Health care changes leave out young docs 0
The chief of the Georgian Bay Family Health Team says recent changes to health care in Ontario could jeopardize recruitment of physicians in under-serviced areas.
The applications of three recent-graduated doctors to join the Georgian Bay Family Health Team's have been suspended while the ministry reviews the model of new family physicians joining Family Health Organizations or Family Health Networks.
“The very disappointing thing is that the ministry has gone ahead and done these changes without any sort of consultation with the doctors,” said Sohail Gandhi, one of the doctors who founded the Georgian Bay Family Health Team. “There has been no explanation for what happened and why it has happened.”
Gandhi said a doctor who had been actively recruited for the group practice in Stayner might not receive approval to join the team.
He said a number of family health team executive directors who are members of the Associated Family Health Organization have sought answers from the Ministry of Health, and have all been met with the same standard answers that the model is under review.
“The ministry is currently conducting a review of policies and procedures related to registration of primary care practice groups and physicians in the various primary care physician compensation models. This review will be complete in the fall,” said Sheamus Murphy, the director of communications for the Minister of Health Deb Matthews, in an email to the E-B.
The government has created more than 200 Family Health Teams serving 2.7 million Ontarians, and there are more than 700 group practices including Family Health Organizations, Family Health Networks, and Family Health Groups.
Gandhi said there are two advantages of the family health team models: new doctors get access to older and more experienced physicians, and it allows them to be a part of an allied team of health care professionals. This includes access to nurse practitioners, mental health experts, diabetic councillors and health promotion dieticians.
Without being able to join health teams, new family physicians will have to start practices on their own and communities will need to resort to other non-traditional ways of recruiting them. Gandhi said methods have included building facilities and selling it to physicians at a low cost, or offering physician financial incentives for a signing a set-term contract.
Murphy said doctors can also set up independent practices and bill OHIP on a fee-for-service basis in any community and there are about 3,000 physicians in Ontario who use this model.
As a result of being a part of the health team, Gandhi was able to add 200 patients to his practice.
“It has truly revolutionized family practices. It has truly revolutionized preventive care and it is saving money,” he said. “If 30% fewer people that have diabetes are being admitted to hospital (which is expensive to the health care system) than four years ago, you are saving money out of that pocket.”

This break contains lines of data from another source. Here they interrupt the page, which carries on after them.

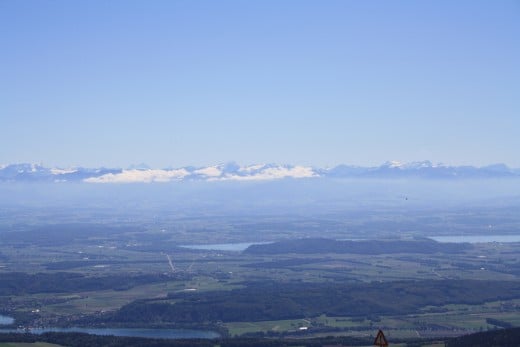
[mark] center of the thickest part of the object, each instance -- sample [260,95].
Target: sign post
[380,339]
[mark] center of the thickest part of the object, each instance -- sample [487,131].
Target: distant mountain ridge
[234,172]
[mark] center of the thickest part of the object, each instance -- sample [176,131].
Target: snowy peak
[255,172]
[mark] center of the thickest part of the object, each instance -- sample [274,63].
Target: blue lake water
[131,332]
[476,238]
[5,320]
[231,247]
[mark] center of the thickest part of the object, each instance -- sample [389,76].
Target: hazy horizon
[181,83]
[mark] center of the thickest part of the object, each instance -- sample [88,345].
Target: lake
[231,247]
[6,320]
[476,238]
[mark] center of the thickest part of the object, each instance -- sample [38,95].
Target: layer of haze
[174,83]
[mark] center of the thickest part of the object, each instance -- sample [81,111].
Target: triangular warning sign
[380,339]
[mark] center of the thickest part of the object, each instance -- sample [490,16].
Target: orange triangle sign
[380,339]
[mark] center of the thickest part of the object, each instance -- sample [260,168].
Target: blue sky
[174,83]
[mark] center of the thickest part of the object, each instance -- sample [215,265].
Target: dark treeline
[274,301]
[19,283]
[86,340]
[318,245]
[496,338]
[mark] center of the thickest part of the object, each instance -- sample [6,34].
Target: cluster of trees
[20,283]
[274,301]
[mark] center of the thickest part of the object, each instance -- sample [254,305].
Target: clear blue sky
[174,83]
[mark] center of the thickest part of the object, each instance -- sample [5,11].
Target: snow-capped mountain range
[235,172]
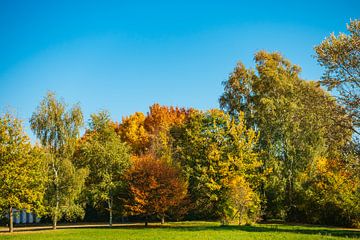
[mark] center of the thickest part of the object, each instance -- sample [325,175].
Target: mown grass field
[190,230]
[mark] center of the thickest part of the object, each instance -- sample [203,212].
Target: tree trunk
[110,217]
[55,221]
[56,182]
[110,211]
[11,220]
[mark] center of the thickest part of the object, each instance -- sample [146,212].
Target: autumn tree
[296,119]
[340,56]
[158,122]
[244,200]
[154,186]
[57,129]
[150,133]
[213,149]
[107,158]
[21,169]
[132,130]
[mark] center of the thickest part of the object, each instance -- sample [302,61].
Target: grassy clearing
[191,230]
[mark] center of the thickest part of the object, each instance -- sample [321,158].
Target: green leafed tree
[340,56]
[213,149]
[21,169]
[297,122]
[57,129]
[107,158]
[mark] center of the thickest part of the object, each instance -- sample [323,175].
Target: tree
[57,130]
[244,200]
[154,186]
[107,158]
[21,169]
[132,130]
[213,149]
[150,133]
[340,56]
[296,119]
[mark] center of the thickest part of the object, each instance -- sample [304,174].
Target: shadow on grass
[276,228]
[280,228]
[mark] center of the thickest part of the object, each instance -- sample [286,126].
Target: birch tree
[21,169]
[107,158]
[57,129]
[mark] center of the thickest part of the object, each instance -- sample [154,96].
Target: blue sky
[124,56]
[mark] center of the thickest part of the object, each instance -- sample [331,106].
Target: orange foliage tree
[154,186]
[150,133]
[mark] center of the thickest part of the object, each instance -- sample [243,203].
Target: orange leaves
[154,186]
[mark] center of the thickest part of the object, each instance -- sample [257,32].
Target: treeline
[281,147]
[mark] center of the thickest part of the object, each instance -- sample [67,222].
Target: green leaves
[213,149]
[21,168]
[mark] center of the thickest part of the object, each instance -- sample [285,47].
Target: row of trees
[280,148]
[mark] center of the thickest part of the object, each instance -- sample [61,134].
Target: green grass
[191,230]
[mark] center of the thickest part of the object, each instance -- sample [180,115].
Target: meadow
[191,230]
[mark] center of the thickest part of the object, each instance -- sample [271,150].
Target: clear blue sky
[126,55]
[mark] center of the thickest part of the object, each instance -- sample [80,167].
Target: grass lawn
[191,230]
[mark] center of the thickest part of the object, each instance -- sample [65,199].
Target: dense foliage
[281,147]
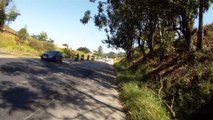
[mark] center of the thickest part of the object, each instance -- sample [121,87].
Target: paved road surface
[31,89]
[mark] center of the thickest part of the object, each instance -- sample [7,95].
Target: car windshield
[51,52]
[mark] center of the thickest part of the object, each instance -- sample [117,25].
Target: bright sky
[61,20]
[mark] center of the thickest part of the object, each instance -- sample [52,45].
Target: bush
[142,103]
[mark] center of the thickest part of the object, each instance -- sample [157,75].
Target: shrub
[142,103]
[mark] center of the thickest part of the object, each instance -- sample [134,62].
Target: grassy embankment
[30,47]
[180,87]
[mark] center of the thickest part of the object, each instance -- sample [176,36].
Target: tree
[100,51]
[22,35]
[203,6]
[83,49]
[12,15]
[66,45]
[3,5]
[111,54]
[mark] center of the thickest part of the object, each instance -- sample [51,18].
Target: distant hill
[30,47]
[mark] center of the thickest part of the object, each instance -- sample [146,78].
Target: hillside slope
[30,47]
[182,83]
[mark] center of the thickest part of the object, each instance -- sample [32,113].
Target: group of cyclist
[77,57]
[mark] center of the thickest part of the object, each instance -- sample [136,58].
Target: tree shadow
[46,86]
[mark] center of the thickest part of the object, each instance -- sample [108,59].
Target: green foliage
[142,103]
[42,36]
[84,49]
[12,15]
[99,51]
[86,17]
[28,47]
[22,35]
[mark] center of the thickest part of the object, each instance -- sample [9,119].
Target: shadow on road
[31,84]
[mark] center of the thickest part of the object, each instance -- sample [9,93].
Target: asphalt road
[31,89]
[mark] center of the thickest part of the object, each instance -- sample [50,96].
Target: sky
[61,20]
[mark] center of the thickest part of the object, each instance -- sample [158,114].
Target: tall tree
[203,6]
[83,49]
[22,35]
[100,51]
[12,15]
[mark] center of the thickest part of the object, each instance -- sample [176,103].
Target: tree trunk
[141,43]
[200,27]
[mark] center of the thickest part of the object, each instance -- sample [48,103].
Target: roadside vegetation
[13,43]
[167,72]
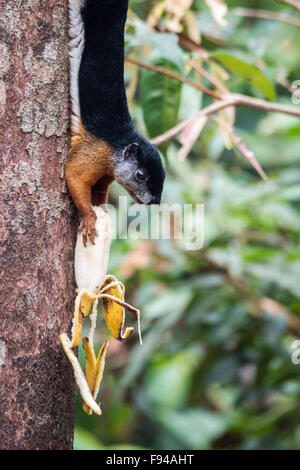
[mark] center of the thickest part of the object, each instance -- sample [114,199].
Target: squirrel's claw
[87,228]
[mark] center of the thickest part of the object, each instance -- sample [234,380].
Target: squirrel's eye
[140,175]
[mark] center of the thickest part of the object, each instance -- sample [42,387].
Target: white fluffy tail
[76,46]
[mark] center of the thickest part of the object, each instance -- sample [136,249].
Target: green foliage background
[215,370]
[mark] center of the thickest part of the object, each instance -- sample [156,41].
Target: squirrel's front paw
[87,228]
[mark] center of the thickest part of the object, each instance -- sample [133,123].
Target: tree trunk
[37,233]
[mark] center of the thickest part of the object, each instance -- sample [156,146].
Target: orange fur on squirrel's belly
[88,165]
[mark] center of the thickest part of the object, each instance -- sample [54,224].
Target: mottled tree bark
[37,227]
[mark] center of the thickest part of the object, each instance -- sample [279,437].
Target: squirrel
[105,145]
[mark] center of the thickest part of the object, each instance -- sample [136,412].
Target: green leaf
[168,380]
[196,428]
[248,72]
[164,44]
[160,97]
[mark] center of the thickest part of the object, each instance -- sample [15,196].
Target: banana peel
[93,285]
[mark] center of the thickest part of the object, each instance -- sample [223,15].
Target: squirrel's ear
[131,151]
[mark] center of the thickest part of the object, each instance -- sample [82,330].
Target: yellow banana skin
[93,285]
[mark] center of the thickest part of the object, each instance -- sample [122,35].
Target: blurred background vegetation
[215,370]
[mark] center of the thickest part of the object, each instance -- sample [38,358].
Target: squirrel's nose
[156,199]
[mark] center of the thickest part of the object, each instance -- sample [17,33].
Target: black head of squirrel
[105,145]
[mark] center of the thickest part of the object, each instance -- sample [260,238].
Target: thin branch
[266,15]
[173,75]
[229,100]
[211,109]
[213,80]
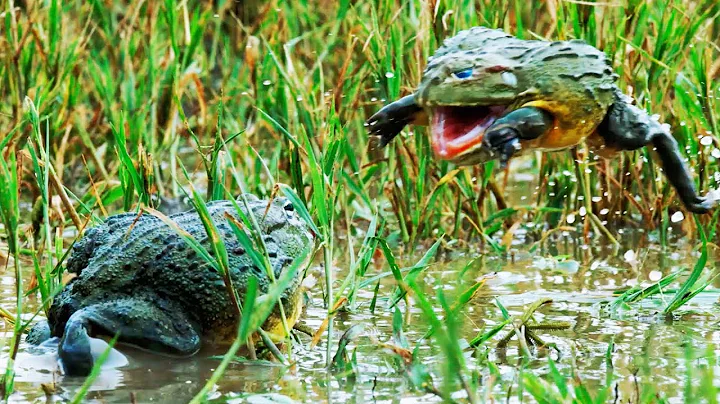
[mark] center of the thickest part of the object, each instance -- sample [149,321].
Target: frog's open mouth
[455,130]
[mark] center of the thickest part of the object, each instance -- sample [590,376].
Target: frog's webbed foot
[387,123]
[503,136]
[157,327]
[504,141]
[39,333]
[628,128]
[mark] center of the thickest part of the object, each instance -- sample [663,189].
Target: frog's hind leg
[392,118]
[157,327]
[627,127]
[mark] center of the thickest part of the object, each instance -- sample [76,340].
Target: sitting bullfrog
[138,277]
[488,95]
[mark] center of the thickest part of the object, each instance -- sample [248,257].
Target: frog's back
[575,82]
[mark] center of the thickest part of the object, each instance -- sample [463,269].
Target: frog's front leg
[504,135]
[627,127]
[392,118]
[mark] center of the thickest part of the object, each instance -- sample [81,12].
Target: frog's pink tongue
[457,129]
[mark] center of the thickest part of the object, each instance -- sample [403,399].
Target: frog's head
[279,221]
[463,93]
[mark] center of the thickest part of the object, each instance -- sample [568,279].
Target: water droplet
[677,217]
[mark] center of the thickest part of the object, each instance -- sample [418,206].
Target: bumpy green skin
[556,93]
[150,285]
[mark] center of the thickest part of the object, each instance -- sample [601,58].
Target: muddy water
[581,282]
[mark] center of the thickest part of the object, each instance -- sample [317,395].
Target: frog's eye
[463,74]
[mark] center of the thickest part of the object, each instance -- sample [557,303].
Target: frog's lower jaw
[457,131]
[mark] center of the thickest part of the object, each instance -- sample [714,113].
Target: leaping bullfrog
[139,277]
[488,95]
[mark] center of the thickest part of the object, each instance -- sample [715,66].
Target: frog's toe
[387,123]
[702,205]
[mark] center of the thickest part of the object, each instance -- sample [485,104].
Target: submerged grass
[110,107]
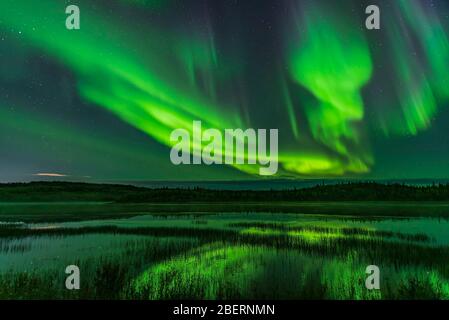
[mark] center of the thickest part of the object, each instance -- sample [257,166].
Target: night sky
[99,103]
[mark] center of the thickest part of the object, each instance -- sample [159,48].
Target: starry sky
[99,103]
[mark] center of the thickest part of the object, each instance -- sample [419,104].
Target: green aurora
[102,101]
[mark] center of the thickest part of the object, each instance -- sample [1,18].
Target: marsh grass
[232,260]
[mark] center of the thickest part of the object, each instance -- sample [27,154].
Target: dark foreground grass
[248,260]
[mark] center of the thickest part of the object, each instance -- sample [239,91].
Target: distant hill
[71,191]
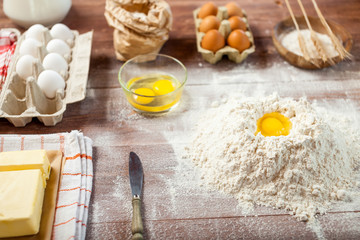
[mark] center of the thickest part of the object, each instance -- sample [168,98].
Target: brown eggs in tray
[223,31]
[48,70]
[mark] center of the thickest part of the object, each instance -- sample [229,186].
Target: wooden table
[174,205]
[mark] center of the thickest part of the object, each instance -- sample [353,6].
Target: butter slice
[25,160]
[21,199]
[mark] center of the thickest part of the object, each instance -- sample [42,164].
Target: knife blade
[136,181]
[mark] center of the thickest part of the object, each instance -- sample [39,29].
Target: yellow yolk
[145,92]
[163,87]
[273,124]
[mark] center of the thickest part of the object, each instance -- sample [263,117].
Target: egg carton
[22,99]
[232,53]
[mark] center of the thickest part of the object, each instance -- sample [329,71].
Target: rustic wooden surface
[171,208]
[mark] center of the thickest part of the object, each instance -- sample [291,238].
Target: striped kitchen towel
[74,193]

Another change that Gandhi is concerned about is making patients with lower back pain pay for X-rays, CT scans and MRIs that would have been covered under OHIP in the past.
According to the Ontario Ministry of Health and Long-Term Care's website, OHIP will continue to insure CT and MRI tests for low back pain when these tests are medically necessary — but X-rays, CT or MRI scans should not be ordered routinely.
“I had to tell patients, 'if you want to get an X-ray you will have to cover it'. There was no leeway time or preparation to tell patients.”
Gandhi acknowledged that cuts do need to be made but he said there have been ideas such as reducing the number of echocardiograms performed. He said there were guidelines being developed to determine when one is required.
“All that got dumped and they said this is what is going to be done.”